ちゅうすけのひとり言(58)
このごろ、盗賊はびこり---うんぬん
といった文言を、『徳川実紀』の安永3(1774)だか4年だかで目にしたような、おぼろげな記憶があったので、確認していて、とんでもない記録を発見してしまった。
【参照】2010年3月29日[松平賢(まさ)丸定信]
白河藩主・久松松平越中守定邦(さだくに 47歳=安永3年 11万石)の養子となった賢(まさ)丸(のちの定信 さだのぶ 17歳=安永3年)が、生家の田安家を安永4年(1775)年11月22日まで出ていかなかった---つまり、定邦の息女を抱かなかったと書いた。
出典は、その日に掲出しておいた『寛政重修l諸家譜』であった。
もう一つくわえると、佐藤雅美さん『田沼意次 主殿の税』(人物文庫 2003.05.20)の、以下の文章から先入観を得ていたこともある。
(佐藤さんも『寛政譜』に拠ったのであろう)
養子縁組がまとまった直後、義父になる松平定邦は居城の白河で花見の最中にわかに卒中でたおれた。その秋参府してはきたものの言葉や身体が不自由で月次登城なども欠かしていた。
はやくうつってきてもらいたいと養家から矢の催促をしてくる。それでも定信は動かなかった。

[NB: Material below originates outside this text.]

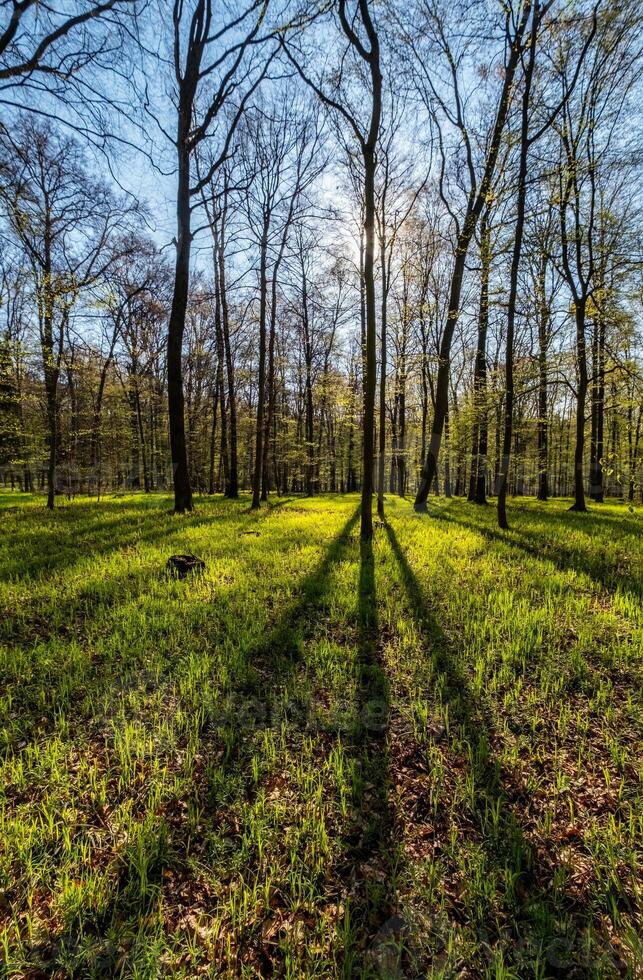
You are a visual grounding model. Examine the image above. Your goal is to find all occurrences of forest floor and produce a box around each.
[0,491,641,979]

田安治察(はるあき)の死後一年後幕府は田安家家老の大屋明薫(みつしげ)を大目付へとばした。それでも(賢丸は)腰をあげなかった。 後任(家老。勘定奉行兼)の川井久敬(ひさたか 享年51歳)が死に、さらにその後任に石谷(いしがや)清昌(きよまさ 61歳)がすわったあとの安永四年十一月、ようやく定信はあきらめて八丁堀の白河松平家の江戸藩邸にうつった。
ところが、『徳川実紀』安永4年3月18日の項には、
けふ松平越中守定邦使もて鮮鯛をたてまつり。養子賢丸をのが邸にうつりしを謝し奉る。賢丸よりも同じ(日記、藩翰譜続編)
『実紀』の文章には、「をのが邸」とある。
推察すると、養子の話がきまってから、白河藩は八丁堀の藩邸内に賢丸夫妻の別棟を新築したともとれる。
【参照】2010年3月21日[平蔵宣以初出仕] (2)
同じ安永4年の3月と11月なの8ヶ月違いだから、どっちだっていいではないか、という考え方できよう。
しかし、松平定信という人は、平蔵(へいぞう 30歳)がその後、火盗改メを勤めていたときに、老中首座へのぼり、かつ、人足寄場をつくらせたご仁である。
その人足寄場について、半自伝『宇下人言(うげのひとこと)・修行録』(岩波文庫 1942.06.25)に、
寄場てふ事出来たり。
享保之比よりしてこの無宿てふもの、さまざまの悪業をなすが故に、その無宿を一囲に入れ置侍らばしかるべしなんど建議もありけれど果さず。
その後養育所てふもの、安永の比にかありけん、出で来にけれどこれを果たさず。
ここによって志ある人に尋ねしに、盗賊改をつとめし長谷川何がしこころみんといふ。
つくだ島にとなりてしまあり。これに補理して無宿を置、或は縄ない、又は米などつきてその産をなし、尤(もっとも)公用として米金一ヶ年にいかほどと定めて給せらる。
これによて今は無宿いふもの至て稀也。
この文面は、人足寄場を発案創始、経営を成功させた長谷川平蔵に対して礼を失していまいか。
『宇下人言』全篇をとおして、「○○何がし」と見下した書き方をしたところはない。
ちゅうすけは、これを、定信が、平蔵の器量の大きさを、田沼意次(おきつく)的とみなし、故意にいやしめていると見た。
『寛政譜』と『実紀』の記述の違いから、定信の気質・器量の一端をうかがのは今後の研究として、ここに指摘して、鬼平ファンの注意を喚起しておく。
2件の記録は、編纂時期が異なる。
『寛政重修l諸家譜』は、定信の老中在任中に発議され、大名およびお目見(みえ)以上の幕臣が、寛政11年(1799)中に「先祖書」草稿を提出したものを基として編まれている。
定信の久松松平家のそれは、白河藩のその筋の藩士たちが作成したろう。
『徳川実記』は、成島司直(もとなお)らにより、文化6年(1809)に起稿し、40年後の嘉永2年(1849年)12代徳川家慶に献じられたとウィキペデイアにある。、
とうぜん、『寛政譜』も参照されたろうが、結果は前述の齟齬をみた。